魔導物理学校がいよいよ夏季休暇に入り、アピスといっしょに街はずれにある彼女の自宅「ツリーハウス」へとやってきたリトアは、一人でせっせとお掃除していると誰かが玄関のドアをノックする音を聞きました
『やぁ!こんにちはリトア
家には今、きみ一人だけ?アピスはお出かけ中かな?』
やってきたのは以前出逢った貴族の少年「エルマ」でした
リトアはアピスが街へ買い出しに行ったため一人で留守番しているのだと説明すると、彼は優しい顔で微笑みました
『へえ!小さいのに偉いな…ところでさ、上がってもいいかい?
できれば僕もなかで彼女を待ちたいんだけど…』
以前森で助けてもらった事もあり、リトアは『もちろん!どうぞ!』と彼を快く家に入れてあげる事にしました
『たしかアピスの家は土足禁止だったな…くつを脱がなきゃ』
お行儀よくブーツを脱いで部屋の隅っこに置き、裸足でくつろぎながらアピスの帰りを待つエルマくん
『ねえ、きみとアピスはどんな関係なの?』
ふと好奇心に駆られ、リトアはベッドで読書している彼に質問してみました
エルマは本をパタッと閉じると『僕とアピスは友達さ 身分は違うけどね……』と穏やかな口調で語り始めます。
貴族の子供である彼は庶民の子供とは遊べない決まりになっているのですが、アピスとはときどき隠れて会ったりしているそうです
『アピスとはじめて出逢ったのは彼女が5歳の時だったんだよ
いつも一人で崖のそばに立って雲の下の方をじっと見ていたから、僕は何をしているの?ってきいたら、
地上へ行ってしまったお母さんに逢いたい。
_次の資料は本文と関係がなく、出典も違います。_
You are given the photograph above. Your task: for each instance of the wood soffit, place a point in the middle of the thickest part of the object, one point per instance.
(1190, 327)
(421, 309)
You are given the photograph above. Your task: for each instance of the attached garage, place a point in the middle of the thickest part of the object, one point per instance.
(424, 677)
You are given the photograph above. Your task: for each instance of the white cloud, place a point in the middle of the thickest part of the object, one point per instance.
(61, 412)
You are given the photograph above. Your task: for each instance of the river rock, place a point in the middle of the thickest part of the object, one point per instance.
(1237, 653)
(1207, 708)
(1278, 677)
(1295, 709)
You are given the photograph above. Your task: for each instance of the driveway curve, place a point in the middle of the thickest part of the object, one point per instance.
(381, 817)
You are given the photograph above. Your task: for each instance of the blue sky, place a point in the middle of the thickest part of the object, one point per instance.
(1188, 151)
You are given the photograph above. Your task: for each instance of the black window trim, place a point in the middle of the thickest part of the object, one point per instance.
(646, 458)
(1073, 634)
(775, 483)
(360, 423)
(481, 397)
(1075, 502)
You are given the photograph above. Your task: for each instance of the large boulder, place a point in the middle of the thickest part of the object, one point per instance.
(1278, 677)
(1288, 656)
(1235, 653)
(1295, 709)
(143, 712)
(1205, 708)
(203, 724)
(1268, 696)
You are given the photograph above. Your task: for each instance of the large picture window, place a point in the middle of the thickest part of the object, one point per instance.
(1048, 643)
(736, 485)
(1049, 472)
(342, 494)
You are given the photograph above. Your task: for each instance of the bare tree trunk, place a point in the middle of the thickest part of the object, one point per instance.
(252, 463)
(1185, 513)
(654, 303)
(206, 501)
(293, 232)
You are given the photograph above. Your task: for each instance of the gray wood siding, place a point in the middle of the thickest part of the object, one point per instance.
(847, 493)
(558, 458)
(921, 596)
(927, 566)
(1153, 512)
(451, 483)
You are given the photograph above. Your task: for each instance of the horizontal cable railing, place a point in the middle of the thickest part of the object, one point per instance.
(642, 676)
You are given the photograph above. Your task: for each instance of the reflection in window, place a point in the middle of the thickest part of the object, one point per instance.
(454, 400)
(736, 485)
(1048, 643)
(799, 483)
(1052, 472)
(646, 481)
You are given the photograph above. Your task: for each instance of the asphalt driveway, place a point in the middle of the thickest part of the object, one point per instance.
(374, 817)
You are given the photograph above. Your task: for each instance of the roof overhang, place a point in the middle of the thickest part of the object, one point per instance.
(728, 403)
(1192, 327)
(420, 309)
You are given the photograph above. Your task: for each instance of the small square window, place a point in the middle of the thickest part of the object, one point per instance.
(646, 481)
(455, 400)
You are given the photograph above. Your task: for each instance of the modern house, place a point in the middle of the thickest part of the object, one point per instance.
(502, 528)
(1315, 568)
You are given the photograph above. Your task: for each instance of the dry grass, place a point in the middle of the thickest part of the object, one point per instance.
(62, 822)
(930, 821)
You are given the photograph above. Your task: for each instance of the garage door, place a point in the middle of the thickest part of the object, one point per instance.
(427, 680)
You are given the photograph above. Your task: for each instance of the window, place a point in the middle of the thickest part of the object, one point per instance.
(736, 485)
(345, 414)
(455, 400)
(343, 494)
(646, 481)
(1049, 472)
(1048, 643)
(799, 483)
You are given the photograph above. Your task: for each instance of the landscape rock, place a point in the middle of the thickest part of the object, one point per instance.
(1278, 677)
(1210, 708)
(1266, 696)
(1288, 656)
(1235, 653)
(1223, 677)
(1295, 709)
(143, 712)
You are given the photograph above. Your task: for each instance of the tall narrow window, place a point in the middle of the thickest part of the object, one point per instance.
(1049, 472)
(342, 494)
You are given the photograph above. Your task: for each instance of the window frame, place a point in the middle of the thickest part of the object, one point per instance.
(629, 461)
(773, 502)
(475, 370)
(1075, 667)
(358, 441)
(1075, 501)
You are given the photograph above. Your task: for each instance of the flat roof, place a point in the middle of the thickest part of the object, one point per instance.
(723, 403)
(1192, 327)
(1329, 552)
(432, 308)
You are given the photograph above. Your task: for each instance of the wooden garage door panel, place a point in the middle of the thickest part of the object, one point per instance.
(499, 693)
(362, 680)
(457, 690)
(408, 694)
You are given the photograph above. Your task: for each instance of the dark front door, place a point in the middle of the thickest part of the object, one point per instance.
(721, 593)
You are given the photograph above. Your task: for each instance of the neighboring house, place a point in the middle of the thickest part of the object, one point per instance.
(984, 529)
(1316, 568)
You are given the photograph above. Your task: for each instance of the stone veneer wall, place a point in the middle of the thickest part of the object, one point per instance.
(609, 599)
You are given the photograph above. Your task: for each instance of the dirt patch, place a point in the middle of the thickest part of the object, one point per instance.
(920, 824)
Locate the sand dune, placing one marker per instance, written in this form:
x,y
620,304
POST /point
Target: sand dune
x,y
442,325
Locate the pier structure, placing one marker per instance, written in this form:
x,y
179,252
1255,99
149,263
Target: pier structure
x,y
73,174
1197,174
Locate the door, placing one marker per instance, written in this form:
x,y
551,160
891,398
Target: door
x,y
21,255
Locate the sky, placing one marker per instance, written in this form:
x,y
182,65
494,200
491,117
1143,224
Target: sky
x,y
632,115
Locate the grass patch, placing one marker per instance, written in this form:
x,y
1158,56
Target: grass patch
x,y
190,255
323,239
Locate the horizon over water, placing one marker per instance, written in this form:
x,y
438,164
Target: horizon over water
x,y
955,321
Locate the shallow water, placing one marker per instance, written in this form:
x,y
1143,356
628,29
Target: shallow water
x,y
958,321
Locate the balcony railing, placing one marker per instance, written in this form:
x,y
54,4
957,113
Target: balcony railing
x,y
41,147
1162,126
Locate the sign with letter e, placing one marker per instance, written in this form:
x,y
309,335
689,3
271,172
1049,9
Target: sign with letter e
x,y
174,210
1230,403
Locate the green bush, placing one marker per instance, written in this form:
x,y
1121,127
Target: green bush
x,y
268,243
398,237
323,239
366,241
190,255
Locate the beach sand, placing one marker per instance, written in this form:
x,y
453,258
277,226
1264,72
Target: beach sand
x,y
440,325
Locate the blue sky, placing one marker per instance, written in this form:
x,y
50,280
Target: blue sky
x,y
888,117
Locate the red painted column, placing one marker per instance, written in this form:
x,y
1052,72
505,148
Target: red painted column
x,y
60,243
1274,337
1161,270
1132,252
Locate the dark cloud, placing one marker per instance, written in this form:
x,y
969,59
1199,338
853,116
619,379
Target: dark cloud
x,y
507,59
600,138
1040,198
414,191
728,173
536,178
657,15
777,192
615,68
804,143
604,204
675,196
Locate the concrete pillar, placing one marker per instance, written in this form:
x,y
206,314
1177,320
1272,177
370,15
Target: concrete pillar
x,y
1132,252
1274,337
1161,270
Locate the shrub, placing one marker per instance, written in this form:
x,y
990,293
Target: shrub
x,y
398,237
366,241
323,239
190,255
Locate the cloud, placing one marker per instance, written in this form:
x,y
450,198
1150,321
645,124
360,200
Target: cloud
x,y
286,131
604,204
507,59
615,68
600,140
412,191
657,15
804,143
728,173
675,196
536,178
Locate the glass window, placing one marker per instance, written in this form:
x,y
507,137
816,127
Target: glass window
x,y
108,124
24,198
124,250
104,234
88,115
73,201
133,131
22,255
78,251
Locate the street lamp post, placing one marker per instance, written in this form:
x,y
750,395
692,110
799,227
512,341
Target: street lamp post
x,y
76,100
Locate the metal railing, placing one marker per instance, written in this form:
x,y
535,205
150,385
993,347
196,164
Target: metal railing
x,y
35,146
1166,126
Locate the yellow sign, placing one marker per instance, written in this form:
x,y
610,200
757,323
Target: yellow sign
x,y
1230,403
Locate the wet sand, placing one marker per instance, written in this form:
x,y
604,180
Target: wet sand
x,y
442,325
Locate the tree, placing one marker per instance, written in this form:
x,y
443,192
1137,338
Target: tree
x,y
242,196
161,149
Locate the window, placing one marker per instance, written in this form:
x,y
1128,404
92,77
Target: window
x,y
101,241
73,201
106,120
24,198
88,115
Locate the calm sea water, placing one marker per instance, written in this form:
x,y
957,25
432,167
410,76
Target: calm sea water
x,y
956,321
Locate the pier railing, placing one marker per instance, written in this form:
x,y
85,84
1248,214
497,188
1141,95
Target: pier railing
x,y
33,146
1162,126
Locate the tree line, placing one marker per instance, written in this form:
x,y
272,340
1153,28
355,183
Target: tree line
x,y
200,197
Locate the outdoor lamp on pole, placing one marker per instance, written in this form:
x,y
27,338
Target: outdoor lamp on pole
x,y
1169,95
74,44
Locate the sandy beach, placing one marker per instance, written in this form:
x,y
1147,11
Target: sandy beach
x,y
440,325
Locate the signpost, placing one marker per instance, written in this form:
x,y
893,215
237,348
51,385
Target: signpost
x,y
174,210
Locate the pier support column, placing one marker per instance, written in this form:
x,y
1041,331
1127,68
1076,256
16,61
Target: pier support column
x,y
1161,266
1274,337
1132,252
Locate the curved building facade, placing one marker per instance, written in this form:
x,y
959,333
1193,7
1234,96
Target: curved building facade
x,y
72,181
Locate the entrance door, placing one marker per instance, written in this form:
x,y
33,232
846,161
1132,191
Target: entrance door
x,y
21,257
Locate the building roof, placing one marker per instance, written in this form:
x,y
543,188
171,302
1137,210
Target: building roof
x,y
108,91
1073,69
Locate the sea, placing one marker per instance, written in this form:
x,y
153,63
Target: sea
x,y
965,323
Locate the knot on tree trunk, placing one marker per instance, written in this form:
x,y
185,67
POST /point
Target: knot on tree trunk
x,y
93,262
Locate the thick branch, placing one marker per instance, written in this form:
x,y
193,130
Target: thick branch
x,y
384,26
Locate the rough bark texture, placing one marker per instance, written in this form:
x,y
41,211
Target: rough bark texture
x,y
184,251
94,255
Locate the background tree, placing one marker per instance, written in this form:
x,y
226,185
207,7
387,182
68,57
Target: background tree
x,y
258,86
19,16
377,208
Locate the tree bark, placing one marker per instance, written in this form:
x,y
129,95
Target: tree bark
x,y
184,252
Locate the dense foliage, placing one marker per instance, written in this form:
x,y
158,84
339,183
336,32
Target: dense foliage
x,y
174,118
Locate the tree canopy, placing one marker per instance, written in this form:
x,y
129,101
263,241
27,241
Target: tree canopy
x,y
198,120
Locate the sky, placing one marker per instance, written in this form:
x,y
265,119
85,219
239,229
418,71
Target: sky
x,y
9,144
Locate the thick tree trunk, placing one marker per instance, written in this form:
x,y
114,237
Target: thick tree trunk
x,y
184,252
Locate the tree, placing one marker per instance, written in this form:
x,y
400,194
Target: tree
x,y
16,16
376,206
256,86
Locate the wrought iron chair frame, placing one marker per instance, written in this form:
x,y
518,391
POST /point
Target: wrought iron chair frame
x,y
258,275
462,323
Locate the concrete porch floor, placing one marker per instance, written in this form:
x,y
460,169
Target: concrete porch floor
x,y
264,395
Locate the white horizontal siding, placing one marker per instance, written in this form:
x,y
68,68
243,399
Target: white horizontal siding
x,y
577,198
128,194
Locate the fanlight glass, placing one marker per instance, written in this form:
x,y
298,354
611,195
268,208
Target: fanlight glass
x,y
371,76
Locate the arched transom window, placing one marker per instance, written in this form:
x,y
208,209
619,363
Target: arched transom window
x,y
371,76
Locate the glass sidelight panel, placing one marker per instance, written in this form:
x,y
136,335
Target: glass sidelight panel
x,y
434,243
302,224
自分もはやくそこに行きたい …だってさ』
エルマはアピスの過去…かつて母親のダムキナが幼い彼女を置き去りにして地上に旅立っていった事を明かしました
母親が戒律をやぶった事で、たった一人残された5歳のアピスは「罪人の娘」と呼ばれて周りから忌み嫌われるようになってしまい、学校に入って才能を発揮するようになるまでいつも虐められ、辛い思いばかりしていたそうです…
『でもね 彼女の味方だった人も少なからずいたんだよ
ゼノフィリアス校長や魔法医のナスターシャさん、幼馴染のステファニー、それに僕やパパもね!』
エルマの話を聞いたリトアはこの魔法使いの国が戒律に支配されている事と、アピスが友達のステファニーをあれ程大切に思う理由…そして、彼女が地上を目指す「本当の理由」を知って切ない気持ちになるのでした。